In 1869, Catharine Beecher's intelligent kitchen design from 1843 was reprinted in The American Woman's Home, co-written with sister Harriet Beecher Stowe, but still did not see mass uptake. A rational kitchen design based on ergonomics was not the kind of thing that could set America on fire. Electricity was, sometimes literally. When cities began installing electricity en masse around the turn of the 20th century, kitchens would change forever.
But before electricity there were other potent innovations, like gas and water. The widespread installation of running water in the 19th century provided a huge boon to kitchens, because now you had this big magical white thing that you could fill with water without having to carry a bucket to that well down by the Johnsons' house. Unsurprisingly, sinks became a focal point of the kitchen. They were also huge, heavy and difficult to move, which gave rise to the expression "Everything but the kitchen sink," meaning if you were going to clear out of your house and take everything you could carry or move, the cast-iron kitchen sink would not be one of those things.

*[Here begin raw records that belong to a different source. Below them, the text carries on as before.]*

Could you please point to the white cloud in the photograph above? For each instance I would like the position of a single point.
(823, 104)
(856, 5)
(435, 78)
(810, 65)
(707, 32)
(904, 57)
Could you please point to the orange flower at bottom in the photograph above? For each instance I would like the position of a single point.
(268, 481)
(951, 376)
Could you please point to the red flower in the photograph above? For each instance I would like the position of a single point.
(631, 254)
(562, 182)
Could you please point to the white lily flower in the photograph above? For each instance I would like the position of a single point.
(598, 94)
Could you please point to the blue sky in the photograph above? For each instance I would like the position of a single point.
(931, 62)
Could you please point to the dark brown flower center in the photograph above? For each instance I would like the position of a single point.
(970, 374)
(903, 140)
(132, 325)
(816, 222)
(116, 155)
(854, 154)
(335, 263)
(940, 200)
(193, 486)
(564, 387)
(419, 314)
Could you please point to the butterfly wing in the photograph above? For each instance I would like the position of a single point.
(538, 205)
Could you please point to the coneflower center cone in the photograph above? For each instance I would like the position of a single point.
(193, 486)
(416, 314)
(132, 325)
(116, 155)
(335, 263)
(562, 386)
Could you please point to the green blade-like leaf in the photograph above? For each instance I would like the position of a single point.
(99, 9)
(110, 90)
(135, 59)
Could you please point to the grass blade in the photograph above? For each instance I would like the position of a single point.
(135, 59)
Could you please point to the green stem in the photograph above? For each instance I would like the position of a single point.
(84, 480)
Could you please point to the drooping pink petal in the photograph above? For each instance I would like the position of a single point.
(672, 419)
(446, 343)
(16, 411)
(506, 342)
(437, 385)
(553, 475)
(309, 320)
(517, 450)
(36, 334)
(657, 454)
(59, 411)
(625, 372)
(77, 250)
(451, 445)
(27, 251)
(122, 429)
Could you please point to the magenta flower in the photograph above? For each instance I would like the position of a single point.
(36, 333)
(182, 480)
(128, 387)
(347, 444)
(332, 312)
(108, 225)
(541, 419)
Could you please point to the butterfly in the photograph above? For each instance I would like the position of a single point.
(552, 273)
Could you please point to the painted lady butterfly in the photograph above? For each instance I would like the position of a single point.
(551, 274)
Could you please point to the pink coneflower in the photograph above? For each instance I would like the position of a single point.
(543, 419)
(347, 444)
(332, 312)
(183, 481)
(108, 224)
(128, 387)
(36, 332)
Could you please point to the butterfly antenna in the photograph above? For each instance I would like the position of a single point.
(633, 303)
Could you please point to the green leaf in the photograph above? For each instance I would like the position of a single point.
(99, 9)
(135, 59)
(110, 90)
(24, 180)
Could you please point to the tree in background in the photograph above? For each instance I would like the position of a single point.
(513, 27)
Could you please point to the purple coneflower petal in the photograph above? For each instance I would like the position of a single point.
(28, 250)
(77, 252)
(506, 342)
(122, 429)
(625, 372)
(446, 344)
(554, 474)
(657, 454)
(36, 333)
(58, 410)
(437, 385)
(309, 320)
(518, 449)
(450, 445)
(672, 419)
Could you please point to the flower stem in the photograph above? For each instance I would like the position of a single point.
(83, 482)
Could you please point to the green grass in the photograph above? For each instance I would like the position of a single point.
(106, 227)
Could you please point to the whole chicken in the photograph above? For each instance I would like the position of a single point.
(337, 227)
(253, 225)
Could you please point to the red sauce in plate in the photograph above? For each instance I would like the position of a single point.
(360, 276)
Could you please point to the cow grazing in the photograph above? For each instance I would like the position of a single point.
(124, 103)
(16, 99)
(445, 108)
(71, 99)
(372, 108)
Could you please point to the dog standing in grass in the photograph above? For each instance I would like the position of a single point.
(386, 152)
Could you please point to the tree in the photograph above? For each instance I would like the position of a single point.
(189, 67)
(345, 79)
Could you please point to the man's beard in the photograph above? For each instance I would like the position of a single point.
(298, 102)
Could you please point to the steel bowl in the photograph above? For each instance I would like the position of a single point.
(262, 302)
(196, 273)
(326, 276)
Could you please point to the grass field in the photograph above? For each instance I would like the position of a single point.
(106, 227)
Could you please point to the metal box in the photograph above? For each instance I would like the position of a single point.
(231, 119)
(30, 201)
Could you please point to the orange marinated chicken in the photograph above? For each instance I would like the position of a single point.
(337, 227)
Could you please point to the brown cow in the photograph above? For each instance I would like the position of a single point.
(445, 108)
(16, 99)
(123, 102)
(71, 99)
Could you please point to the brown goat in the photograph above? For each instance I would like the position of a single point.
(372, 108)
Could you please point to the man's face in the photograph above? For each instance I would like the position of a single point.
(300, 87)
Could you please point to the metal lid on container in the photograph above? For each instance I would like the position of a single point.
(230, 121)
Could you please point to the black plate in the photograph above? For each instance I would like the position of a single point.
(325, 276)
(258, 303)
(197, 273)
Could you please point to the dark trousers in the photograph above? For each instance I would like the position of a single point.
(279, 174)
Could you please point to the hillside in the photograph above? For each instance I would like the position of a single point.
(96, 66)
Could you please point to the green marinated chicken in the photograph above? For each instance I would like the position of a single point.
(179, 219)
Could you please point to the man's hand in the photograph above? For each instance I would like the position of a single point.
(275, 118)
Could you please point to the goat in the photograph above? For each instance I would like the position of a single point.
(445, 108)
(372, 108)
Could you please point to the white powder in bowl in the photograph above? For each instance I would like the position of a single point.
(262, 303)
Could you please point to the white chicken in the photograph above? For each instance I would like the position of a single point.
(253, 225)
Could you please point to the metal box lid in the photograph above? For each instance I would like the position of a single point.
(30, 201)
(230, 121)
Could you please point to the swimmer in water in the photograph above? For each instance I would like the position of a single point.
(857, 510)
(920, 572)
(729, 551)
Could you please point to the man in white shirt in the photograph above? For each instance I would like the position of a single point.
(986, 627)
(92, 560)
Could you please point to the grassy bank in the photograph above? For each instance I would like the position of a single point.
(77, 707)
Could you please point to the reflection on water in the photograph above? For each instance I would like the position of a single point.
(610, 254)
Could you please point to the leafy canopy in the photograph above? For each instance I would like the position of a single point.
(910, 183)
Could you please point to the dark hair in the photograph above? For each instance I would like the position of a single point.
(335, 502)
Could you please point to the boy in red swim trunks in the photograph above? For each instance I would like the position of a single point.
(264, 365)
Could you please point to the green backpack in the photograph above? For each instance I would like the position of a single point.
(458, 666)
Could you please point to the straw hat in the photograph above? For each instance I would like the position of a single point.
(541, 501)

The laying of gas pipes in the same century also altered the kitchen experience. It provided lighting via lamp and heat on demand, as well as the occasional violent explosion that killed everyone on the third floor and gave the neighbors something to talk about.
Despite these piecemeal innovations in the kitchen experience, aesthetics was still largely a matter left to individual consumers. Maybe you ordered all of your kitchen furniture out of the Sears catalog and it was the same height. Maybe Mrs. Brown had a good eye for proportion and Mr. Brown had enough scratch to hire a carpenter to knock up counters that were the same height as the sinks. But the fact remained that aesthetics and an overall concept of kitchen design was likely a last priority to those preoccupied with getting food into that kitchen in the first place.
The seeds of kitchen design were, however, beginning to sprout in the late 1800s. It would be advanced by two Fredericks in America and a Friedemir in Germany. A girl named Christine McGaffey, later married and named Christine Frederick, was born in 1887. She would later read Beecher's treatise with great interest. Around the time of Christine's birth, a mechanical engineer named Frederick Taylor was working in a factory and getting to know machinery. And in 1892, over in Germany, a guy named Friedemir Poggenpohl was starting up a company that was going to build kitchens.